Now, understanding these distinctions requires a modicum of intelligence and thoughtfulness, or at least a willingness to learn. But this is exactly what the modern Republican party, with its premium of folksy populism, will not give us. Hence we are left with the simplistic "with us or against us" rhetoric that isolates decision making from all notions of history, context, culture, and nuance.
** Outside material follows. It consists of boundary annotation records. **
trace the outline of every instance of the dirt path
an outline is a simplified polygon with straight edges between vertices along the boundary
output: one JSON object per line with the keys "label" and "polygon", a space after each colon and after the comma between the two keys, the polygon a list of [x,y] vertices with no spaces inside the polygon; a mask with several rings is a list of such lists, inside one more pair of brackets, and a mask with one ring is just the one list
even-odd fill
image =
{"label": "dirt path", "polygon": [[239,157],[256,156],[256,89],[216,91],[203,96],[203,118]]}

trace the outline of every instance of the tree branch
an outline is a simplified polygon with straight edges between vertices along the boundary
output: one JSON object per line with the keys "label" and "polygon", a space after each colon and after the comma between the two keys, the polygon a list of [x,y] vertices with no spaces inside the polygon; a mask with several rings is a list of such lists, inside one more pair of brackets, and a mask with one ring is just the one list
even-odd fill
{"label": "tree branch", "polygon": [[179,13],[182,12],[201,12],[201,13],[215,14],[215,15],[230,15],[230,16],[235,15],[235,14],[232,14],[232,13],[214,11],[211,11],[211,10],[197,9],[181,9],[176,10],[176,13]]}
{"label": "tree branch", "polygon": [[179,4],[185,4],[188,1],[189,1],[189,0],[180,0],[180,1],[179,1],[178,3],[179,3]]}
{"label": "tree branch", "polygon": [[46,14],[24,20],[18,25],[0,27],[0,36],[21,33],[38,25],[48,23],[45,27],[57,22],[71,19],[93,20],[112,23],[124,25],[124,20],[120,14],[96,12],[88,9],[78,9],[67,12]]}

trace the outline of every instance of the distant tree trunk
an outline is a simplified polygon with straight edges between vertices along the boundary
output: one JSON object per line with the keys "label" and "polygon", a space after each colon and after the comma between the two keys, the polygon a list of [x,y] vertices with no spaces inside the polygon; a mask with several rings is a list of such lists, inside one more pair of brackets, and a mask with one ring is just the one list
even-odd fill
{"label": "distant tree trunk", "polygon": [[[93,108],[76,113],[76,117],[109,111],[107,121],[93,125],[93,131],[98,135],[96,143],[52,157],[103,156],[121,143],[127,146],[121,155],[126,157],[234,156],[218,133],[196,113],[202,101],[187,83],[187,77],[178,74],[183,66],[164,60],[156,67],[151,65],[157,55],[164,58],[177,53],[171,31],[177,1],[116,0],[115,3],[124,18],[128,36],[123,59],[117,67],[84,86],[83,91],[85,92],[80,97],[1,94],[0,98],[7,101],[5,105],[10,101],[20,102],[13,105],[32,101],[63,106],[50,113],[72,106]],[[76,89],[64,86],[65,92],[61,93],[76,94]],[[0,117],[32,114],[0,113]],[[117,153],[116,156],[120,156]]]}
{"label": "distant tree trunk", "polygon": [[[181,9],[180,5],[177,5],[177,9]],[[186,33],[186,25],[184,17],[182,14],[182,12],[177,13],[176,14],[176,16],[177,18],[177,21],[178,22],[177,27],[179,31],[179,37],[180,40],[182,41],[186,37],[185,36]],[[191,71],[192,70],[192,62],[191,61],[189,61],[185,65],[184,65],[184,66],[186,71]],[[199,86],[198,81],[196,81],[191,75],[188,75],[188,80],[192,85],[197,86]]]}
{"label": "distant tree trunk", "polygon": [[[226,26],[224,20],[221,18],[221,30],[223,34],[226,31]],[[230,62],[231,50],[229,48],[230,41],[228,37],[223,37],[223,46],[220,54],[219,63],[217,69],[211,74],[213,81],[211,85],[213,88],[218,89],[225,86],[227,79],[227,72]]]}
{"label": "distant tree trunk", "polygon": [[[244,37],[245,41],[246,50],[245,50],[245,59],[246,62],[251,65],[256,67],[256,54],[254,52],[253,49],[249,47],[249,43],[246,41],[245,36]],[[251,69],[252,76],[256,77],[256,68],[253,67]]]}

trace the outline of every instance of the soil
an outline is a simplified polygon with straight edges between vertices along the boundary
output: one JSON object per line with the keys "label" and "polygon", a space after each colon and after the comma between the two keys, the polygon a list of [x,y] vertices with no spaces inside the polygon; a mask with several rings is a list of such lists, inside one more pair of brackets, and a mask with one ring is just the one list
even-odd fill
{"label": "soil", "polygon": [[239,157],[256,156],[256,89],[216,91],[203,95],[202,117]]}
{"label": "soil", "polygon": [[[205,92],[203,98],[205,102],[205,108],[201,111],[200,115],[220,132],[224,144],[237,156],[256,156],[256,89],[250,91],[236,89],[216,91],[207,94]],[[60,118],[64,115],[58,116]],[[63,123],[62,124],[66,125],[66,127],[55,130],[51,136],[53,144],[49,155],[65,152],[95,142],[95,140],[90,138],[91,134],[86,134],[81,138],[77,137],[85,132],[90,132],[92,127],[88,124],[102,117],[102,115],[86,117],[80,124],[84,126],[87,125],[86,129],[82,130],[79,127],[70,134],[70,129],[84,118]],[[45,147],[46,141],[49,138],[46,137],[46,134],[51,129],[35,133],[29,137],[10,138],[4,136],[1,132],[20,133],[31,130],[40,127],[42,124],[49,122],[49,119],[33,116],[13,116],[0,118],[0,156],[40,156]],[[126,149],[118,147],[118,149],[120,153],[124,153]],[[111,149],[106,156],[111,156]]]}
Instead, every enemy is part of the march of "islamofacism", a term decried by Larison as possibly "the most stupid of the current century". So, simply to appease Romney's sense of manliness, we need to accept an utterly vacuous and dangerous foreign policy." More Larison:
"Romney shares in their profound confusion (or deliberately misleading rhetoric) for the same reason: all these diverse and disparate groups must be brought together under a single, frightening label and they must be made out to be enemies of America, whether or not these descriptions are plausible, true or reasonable.....In other words, the word we use to describe our enemies must be meaningless in order to accommodate the maximum number of enemies. If there were ever a politician who was perfectly suited to an age in which words should be entirely malleable and subject to the political needs of the moment, it would have to be Romney. Romney and rhetoric about Islamofascism were made for each other."
How thoroughly postmodern. It would be comical if it were not so tragic...

2 comments:

Anonymous said...

Yo, NRA Guys!

My name's Mitt Romney
I'm running for President
and I SHOOT ANIMALS!

NO SHORTAGE OF TESTOSTERONE HERE!

Well it was just a varmint or two but what the heck. I mean, here was me - 200 lbs, gun in hand - stalkin this squirrel that musta weighed close to 90 grams. And that danged thing could RUN! It was an epic struggle of endurance and strategy and intelligence - me and that squirrel. A kbattle to the finish but I won. Shot him dead!

MANLY-MAN MITT 1
90GRAM SQUIRREL 0

WATCH OUT BIN LADEN, YOU'RE NEXT!

Anonymous said...

'Islamofascist' was regurgitated endlessly by Rick Santorum during his campaign last year. It just made him look desperate and comical.
So much for the fear factor--he lost by something like 20 pts.